State News

Evers signs executive order commemorating women of Wisconsin’s past aiming to empower future leaders

The order creates a bipartisan committee that will examine different ways to advance interests of women in Wisconsin. 

Image By: Jon Yoon

Nearly 100 years after Wisconsin became the first state to ratify the 19th Amendment, Gov. Tony Evers signed Executive Order #19 with an aim to support women throughout Wisconsin today at the Capitol. 

The executive order will create a committee, chaired by Kathy Evers, to honor the success of the centennial suffrage movement. 

“Now more than ever, it’s important that we celebrate and elevate women and their contributions to our communities and our state while also acknowledging the important work we still have yet to do for equity, equality, and the inclusion of women across our state,” Tony Evers said. “I know this committee will serve as an important effort to educate folks and celebrate women’s suffrage and the 19th Amendment in Wisconsin.” 

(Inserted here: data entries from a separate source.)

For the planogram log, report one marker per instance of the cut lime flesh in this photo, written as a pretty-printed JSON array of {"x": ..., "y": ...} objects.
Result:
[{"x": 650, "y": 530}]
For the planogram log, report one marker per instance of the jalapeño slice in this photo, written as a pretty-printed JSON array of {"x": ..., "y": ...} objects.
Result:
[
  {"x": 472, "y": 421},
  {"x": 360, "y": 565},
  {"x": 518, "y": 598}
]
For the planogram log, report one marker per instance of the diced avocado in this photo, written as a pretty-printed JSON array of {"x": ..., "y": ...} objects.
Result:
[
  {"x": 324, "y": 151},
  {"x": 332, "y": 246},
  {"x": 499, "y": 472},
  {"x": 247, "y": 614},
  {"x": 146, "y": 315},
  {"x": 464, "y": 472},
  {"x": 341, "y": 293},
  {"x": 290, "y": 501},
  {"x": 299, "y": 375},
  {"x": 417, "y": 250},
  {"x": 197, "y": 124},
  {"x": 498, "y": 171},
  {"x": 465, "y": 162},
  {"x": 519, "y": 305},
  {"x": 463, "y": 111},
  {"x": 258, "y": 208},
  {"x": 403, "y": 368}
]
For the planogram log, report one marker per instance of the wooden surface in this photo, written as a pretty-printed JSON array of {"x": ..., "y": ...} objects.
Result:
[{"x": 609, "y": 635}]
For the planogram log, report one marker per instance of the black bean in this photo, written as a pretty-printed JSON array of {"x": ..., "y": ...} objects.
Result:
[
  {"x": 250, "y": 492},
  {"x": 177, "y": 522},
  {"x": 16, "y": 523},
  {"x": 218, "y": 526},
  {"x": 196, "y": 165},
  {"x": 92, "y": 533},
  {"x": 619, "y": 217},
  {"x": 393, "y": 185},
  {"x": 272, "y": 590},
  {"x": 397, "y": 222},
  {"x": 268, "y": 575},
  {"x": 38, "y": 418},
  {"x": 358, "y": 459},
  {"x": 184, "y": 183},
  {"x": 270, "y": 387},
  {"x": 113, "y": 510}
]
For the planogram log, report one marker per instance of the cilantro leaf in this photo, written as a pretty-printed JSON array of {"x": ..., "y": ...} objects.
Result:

The all-female committee will consist of powerful women within Wisconsin ranging across the political spectrum. Members include former Lieutenant Governors Rebecca Kleefisch, Barbara Lawton and UW-Madison gender and women’s studies librarian Karla Strand. 

“There are so many amazing women that are going to be a part of this committee; I’m just so honored. I’m so fortunate to be able to work with them,” Kathy Evers said. “We’re lucky to be surrounded by such exceptional leaders who have been trailblazers right here in Wisconsin.” 

The committee has four objectives, according to the order. The first is to educate citizens on the state’s role in the women’s suffrage movement and how Wisconsin was first to establish the 19th Amendment. 

The committee will additionally aim to create educational activities and lesson plans for Wisconsin teachers and organize and commemorate the centennial anniversary with events around the state.

Finally, the panel will attempt to maintain a mindful perspective when educating those around the state that the ratification of the 19th Amendment did not ensure the vote for every woman. 

Legislators from around the state commented on the intentions of the initiative. 

Rep. Shelia Stubbs, D-Madison, noted the importance of voting as a way to resolve injustices. 

“For women of color, the right to vote was not secured until decades later,” Stubbs said in a release. “In fact, the right to vote today is still in jeopardy for many women as a wave of restrictions have rippled throughout the country. It is especially important right now that our voices and stories are heard loud and clear.” 

Rep. Chris Taylor, D-Madison, joined Stubbs in voicing support for the order. 

“It is truly an exciting time to be a woman in leadership in Wisconsin, but we still have a long way to go until the makeup of our legislature reflects the makeup of our state,” Taylor said in a statement. “I am excited to support Governor Evers’ Executive Order today and to continue the work of the women who came before us to better the world for the women who will come after us.”